Fords have always been the car of choice for budget conscious British. The ultimate good value option in the range has to be the Ka. Whether you're buying a new car or a used example, you get reliability, economy and the knowledge that there are more Ford car dealers than any others in the UK to help if you run into difficulties.
A little history of Ford's little Ka
The Ka represented Ford of Europe's first foray into the world of the compact city car. In 1996, when it was launched, it almost stood alone among European manufacturers within this sector. Rover were still persevering with the 100 series , but this was based on the 15 year old Metro design and sales were dire. Vauxhall had nothing to offer and the Germans were similarly bereft of competition. The only makers with a foot in the market were the French and Japanese. However, the Ka rapidly became the pack leader. Only one engine was offered, a 1.3 litre Endura-E with 59bhp. Two models (effectively trim levels) were available to tempt buyers. The Ka was ultra-basic with steel wheels, skinny tyres, a simple radio cassette and a driver's airbag. The Ka2 offered larger tyres, an uprated stereo and central locking. As time progressed, so did the range and in 1999, the Ka3 gave the buyer air-con, electric windows, alloys and metallic paint. By this time, all Kas had power steering but this wouldn't turn out to be the bonus it appeared. 2003 hailed the 1600cc Duratec engine choice as fitted to the SportKa and StreetKa variants.
What are the Ka's failings?
In terms of overall ethos and direction, the Ka design can be considered an unqualified success. It performs it' role within the Ford family perfectly. Its reliability, however, isn't quite so free from blemish.
The major issue with the Ka are the steering racks. This applies to both the power-assisted and
non-assisted versions and can be very expensive to correct.
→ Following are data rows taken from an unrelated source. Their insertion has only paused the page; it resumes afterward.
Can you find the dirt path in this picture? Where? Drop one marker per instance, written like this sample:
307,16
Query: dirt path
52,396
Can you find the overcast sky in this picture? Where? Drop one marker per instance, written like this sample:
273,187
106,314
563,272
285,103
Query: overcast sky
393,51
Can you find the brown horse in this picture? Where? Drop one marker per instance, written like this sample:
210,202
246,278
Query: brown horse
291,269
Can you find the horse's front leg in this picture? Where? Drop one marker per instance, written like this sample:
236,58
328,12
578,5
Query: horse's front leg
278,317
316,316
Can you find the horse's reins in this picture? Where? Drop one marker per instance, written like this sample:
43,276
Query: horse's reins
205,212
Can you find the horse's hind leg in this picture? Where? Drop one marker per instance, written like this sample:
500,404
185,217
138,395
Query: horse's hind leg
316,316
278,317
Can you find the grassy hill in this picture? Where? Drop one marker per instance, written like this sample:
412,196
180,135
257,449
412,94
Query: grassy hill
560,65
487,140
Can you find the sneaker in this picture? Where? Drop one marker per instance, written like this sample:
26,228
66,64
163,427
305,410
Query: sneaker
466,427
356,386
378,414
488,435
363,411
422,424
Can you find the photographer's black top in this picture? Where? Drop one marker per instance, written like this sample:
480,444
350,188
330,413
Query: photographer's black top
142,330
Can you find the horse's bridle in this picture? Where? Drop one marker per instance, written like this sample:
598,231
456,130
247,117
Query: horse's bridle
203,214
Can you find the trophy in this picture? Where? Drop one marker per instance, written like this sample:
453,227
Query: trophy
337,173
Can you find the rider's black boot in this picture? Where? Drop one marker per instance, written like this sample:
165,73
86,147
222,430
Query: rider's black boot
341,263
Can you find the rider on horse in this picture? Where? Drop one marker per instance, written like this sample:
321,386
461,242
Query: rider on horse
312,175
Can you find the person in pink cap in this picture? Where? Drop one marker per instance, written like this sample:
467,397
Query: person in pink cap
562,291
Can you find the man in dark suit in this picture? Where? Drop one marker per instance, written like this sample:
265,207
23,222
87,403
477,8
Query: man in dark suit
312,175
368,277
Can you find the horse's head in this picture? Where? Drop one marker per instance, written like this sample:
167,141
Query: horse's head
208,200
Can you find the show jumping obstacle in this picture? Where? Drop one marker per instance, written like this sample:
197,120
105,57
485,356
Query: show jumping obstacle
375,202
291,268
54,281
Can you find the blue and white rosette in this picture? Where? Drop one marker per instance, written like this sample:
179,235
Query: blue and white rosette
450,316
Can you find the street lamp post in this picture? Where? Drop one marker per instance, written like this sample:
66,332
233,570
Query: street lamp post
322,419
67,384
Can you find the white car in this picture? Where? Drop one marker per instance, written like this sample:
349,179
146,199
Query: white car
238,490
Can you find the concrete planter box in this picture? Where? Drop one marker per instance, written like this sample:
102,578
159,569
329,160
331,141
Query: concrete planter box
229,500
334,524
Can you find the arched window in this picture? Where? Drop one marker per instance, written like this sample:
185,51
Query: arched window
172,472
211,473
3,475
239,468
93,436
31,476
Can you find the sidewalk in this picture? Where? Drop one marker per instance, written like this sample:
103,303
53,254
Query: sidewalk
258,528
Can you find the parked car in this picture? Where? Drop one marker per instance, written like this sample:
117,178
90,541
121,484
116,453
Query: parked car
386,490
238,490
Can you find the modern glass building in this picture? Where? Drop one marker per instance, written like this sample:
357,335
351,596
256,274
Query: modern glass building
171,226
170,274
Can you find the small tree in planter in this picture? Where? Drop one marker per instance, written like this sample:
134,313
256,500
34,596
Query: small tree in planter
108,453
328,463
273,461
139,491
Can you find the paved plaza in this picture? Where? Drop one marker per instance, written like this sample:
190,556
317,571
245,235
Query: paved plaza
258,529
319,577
Even if you can do the work yourself, reconditioned racks don't come cheap. Given that there are reports of failures within 30,000 miles, it pays to look for documented evidence of a rack change in the history file. Early 13 engines can consume cam followers at an unbelievable rate resulting in top end rattle. Replacing them will cost you but improved parts are now available to alleviate them problem. Rust is, in the main, not an issue but look for sings of corrosion in the driver's door sill. This can be catastrophic and will fail an MOT. The trouble is that it's fairly easy to bodge the repair. So. you need to tap this area hard and listen for changes in tone along its length.